Our error analysis began by examining instances where the models’ predictions of symptoms across ADRD types did not align with known disease profiles. For example, in AD cases, where memory impairment is a prominent symptom [2], the model did not predict memory symptoms in 6.1% (23/378) of cases. These instances were notable for their focus on broader cognitive decline or general test scores rather than explicit mentions of memory symptoms. In FTD, 93% (62/67) of visit notes referenced memory symptoms, which is intriguing since memory impairment is not typical in FTD, particularly in its behavioral variant [31]. Manual review confirmed that these symptoms were indeed documented. In VCI, 87% (47/54) of visit notes mentioned memory symptoms, with a consistent recognition of memory issues as a feature of VCI [32]. The model detected memory symptoms in 84% (37/44) of DLB visit notes and 79% (19/24) of PPA cases, which often concerned semantic memory challenges. Another example involves motor symptoms. The model showed a small margin of error in DLB cases, failing to detect motor symptoms in just 2 cases (2/44, 5%). In AD visit notes, motor symptoms were predicted accurately in 76.2% (288/378) of notes. FTD cases showed an 88% (59/67) occurrence of motor symptoms, and VCI notes included motor symptom references in 92.6% (50/54) of cases, often related to lower body motor challenges. PPA patients were identified with motor symptoms in 63% (15/24) of notes, with manual verification confirming the presence of true motor symptoms in majority (11/15, 73%) of these cases.

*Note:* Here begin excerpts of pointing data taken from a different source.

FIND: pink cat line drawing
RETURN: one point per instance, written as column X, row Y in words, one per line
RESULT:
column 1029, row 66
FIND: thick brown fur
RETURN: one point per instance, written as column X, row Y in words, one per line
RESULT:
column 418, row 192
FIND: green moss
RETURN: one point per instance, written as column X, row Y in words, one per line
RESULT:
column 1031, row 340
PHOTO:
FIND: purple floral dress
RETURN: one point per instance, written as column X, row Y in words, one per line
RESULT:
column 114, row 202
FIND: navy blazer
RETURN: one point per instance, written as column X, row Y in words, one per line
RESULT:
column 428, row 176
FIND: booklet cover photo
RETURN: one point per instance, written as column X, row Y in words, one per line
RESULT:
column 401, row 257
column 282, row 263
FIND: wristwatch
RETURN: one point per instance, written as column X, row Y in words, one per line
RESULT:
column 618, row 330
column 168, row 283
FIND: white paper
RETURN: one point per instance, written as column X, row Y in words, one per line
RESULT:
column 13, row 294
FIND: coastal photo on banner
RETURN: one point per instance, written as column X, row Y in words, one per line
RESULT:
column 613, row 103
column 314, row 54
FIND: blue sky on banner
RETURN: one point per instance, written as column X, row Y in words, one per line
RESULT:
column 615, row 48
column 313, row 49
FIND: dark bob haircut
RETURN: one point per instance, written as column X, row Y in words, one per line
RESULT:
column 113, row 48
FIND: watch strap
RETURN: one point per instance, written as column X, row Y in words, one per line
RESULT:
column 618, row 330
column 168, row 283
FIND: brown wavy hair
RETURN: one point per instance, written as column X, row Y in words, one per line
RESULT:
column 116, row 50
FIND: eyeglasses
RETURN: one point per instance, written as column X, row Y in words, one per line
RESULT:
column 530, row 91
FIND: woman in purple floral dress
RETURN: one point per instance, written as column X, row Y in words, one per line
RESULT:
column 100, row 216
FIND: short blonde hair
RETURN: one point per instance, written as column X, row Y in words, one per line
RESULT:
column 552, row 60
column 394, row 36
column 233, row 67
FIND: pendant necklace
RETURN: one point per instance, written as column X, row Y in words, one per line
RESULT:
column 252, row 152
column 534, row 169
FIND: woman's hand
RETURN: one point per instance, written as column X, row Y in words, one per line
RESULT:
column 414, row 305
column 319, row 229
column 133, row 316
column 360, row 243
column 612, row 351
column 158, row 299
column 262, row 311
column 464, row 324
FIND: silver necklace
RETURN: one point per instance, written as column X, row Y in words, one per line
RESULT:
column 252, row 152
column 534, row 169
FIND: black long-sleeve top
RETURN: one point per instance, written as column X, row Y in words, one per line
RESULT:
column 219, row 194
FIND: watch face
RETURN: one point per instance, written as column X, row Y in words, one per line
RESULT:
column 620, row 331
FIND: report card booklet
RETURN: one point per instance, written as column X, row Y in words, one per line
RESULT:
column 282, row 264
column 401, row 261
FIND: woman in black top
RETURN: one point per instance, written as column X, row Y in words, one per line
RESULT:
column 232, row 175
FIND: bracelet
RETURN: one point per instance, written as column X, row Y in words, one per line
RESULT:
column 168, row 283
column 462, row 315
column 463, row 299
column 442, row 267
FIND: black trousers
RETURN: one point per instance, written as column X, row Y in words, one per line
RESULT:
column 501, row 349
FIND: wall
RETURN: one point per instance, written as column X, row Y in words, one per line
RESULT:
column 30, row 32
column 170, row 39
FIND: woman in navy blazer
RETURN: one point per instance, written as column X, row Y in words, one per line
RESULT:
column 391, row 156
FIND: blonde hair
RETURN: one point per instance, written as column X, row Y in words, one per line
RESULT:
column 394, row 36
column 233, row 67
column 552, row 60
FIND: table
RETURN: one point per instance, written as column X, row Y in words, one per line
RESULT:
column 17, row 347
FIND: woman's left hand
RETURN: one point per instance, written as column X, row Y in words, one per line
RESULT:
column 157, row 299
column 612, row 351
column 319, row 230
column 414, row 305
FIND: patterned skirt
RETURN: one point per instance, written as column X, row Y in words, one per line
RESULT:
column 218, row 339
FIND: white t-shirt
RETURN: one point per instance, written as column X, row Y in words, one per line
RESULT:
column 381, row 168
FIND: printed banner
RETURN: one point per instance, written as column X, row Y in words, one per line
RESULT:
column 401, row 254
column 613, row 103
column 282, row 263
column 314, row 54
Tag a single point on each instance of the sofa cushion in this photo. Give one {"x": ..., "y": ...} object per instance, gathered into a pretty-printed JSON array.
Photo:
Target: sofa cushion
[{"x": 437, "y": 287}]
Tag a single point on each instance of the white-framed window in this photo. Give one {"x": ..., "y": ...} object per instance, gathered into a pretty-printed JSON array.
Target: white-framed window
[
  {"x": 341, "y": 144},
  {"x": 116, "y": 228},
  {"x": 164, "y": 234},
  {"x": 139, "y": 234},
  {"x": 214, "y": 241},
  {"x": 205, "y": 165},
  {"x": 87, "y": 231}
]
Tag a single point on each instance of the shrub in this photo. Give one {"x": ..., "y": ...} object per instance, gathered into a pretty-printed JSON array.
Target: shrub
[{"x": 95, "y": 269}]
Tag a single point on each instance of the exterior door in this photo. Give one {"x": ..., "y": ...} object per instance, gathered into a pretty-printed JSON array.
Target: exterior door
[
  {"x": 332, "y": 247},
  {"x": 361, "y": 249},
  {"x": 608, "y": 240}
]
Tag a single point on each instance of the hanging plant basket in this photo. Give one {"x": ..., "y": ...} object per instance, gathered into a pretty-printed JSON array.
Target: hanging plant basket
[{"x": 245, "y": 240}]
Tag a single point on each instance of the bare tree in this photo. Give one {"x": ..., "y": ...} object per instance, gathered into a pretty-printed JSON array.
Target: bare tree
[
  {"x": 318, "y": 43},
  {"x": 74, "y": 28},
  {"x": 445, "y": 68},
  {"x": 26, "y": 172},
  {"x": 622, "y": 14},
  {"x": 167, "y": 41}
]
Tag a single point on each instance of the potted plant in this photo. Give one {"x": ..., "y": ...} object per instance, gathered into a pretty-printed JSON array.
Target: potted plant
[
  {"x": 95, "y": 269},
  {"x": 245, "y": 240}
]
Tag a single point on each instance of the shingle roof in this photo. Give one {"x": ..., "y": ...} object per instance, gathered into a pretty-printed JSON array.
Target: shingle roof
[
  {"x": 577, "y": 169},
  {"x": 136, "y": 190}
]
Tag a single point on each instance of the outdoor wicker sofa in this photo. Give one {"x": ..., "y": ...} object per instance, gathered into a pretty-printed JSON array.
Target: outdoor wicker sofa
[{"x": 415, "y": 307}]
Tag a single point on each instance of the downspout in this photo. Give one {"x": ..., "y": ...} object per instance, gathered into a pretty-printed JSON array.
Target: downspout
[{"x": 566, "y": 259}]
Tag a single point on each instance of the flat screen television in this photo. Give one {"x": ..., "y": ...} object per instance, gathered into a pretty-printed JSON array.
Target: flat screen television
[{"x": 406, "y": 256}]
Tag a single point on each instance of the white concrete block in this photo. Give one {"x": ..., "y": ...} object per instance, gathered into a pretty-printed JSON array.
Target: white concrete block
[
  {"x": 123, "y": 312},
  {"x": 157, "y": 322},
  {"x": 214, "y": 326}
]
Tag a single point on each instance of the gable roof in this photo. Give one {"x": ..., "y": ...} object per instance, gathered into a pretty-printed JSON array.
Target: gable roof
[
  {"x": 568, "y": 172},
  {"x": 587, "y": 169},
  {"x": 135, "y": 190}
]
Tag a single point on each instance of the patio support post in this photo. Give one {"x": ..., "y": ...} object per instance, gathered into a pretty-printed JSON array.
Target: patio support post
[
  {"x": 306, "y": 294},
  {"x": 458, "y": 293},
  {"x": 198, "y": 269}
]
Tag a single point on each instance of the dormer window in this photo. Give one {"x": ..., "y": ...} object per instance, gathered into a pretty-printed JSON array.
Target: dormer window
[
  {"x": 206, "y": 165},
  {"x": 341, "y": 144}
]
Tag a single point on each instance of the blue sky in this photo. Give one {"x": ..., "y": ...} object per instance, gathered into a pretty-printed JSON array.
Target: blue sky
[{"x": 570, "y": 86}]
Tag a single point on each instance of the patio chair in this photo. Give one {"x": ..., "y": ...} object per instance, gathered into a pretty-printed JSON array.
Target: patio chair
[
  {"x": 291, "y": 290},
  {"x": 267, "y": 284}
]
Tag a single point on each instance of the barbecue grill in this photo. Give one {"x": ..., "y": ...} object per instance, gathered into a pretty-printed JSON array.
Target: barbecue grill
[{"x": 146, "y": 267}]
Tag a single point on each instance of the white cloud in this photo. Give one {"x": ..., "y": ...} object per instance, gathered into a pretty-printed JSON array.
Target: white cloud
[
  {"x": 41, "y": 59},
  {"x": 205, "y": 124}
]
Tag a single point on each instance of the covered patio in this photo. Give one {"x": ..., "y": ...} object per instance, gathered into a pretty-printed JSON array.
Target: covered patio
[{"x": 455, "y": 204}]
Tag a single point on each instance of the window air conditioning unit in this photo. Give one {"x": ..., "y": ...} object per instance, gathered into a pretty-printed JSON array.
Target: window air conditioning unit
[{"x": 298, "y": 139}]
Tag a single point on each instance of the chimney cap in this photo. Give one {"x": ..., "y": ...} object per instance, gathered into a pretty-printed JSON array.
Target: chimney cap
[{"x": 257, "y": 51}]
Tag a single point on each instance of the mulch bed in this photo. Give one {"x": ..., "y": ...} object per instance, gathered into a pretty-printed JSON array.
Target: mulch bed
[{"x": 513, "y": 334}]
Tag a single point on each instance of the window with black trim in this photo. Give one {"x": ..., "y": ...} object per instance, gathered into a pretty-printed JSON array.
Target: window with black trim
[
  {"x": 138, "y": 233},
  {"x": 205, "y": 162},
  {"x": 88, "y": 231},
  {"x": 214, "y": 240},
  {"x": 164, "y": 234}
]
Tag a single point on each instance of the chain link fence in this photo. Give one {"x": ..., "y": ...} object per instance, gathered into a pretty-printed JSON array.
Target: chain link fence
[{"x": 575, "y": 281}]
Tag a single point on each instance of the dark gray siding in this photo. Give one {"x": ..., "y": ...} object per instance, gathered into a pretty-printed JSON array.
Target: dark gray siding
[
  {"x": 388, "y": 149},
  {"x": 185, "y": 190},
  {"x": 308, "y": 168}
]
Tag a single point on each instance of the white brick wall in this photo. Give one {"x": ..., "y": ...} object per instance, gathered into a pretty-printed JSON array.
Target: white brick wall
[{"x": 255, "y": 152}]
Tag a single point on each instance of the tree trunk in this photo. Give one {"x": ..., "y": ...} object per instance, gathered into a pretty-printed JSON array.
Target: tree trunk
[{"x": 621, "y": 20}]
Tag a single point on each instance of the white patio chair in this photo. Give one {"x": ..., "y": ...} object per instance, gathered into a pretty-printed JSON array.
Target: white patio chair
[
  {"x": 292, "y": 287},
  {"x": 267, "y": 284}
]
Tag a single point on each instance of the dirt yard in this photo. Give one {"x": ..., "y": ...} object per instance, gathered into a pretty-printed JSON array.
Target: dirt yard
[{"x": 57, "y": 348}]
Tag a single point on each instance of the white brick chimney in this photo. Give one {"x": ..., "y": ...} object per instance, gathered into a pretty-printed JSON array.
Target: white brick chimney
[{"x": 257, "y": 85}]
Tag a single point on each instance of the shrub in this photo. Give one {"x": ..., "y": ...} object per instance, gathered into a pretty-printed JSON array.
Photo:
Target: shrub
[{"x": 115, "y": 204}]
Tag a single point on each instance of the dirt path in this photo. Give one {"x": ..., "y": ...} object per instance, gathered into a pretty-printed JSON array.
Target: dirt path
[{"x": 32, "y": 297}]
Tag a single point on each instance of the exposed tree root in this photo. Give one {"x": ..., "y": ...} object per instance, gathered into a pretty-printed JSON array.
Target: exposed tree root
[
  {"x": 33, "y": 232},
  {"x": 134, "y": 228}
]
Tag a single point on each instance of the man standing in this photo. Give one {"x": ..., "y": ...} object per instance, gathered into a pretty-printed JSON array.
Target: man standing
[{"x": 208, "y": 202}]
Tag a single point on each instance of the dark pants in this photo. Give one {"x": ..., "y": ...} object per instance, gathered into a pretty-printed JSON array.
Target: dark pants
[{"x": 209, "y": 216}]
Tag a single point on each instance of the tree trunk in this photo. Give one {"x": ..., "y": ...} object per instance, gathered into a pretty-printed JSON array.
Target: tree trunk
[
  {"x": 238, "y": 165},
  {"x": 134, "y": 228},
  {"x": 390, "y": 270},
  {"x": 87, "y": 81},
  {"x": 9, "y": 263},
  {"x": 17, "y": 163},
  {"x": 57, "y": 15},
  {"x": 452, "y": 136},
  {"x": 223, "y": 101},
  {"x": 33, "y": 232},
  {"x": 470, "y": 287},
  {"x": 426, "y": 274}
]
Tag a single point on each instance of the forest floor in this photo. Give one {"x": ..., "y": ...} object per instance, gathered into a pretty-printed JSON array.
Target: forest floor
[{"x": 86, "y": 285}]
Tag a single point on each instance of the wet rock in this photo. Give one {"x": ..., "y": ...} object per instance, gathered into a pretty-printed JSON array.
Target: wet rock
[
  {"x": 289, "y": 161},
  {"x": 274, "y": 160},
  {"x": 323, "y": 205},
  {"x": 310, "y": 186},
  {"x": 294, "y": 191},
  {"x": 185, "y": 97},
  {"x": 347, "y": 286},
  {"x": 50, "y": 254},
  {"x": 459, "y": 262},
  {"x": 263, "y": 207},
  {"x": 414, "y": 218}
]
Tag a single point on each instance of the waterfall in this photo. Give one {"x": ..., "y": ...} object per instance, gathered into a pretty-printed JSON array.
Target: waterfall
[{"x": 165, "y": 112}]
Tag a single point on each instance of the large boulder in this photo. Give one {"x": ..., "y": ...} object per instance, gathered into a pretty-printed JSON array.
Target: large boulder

The second part of the error analysis investigated visit notes by random sampling, with a focus on notes with high symptom counts (more than 10 symptom predictions). This examination uncovered several types of errors affecting prediction accuracy across all symptoms, including six types of false positives: (1) generalizing cognitive function as a symptom, (2) confusing one symptom with another symptom, (3) identifying evaluation or test statements as impairment, (4) misrecognizing intact as impaired, (5) misleading by ambiguous or complex sentences, and (6) confusing medical history as present symptoms. Four types of false negatives were also identified, including (1) overlooking particular expressions, (2) overlooking particular test scores, (3) misrecognizing impaired as intact, and (4) overlooking sentences or phrases that require contextual information. Table 4 provides a detailed breakdown of these error types and examples from visit notes. Additionally, to understand the distribution of false positives and false negatives across the model’s predictions at the sentence level, we calculated confusion matrices based on the held-out test set for each symptom, and the data are presented in Figure S4 in Multimedia Appendix 4.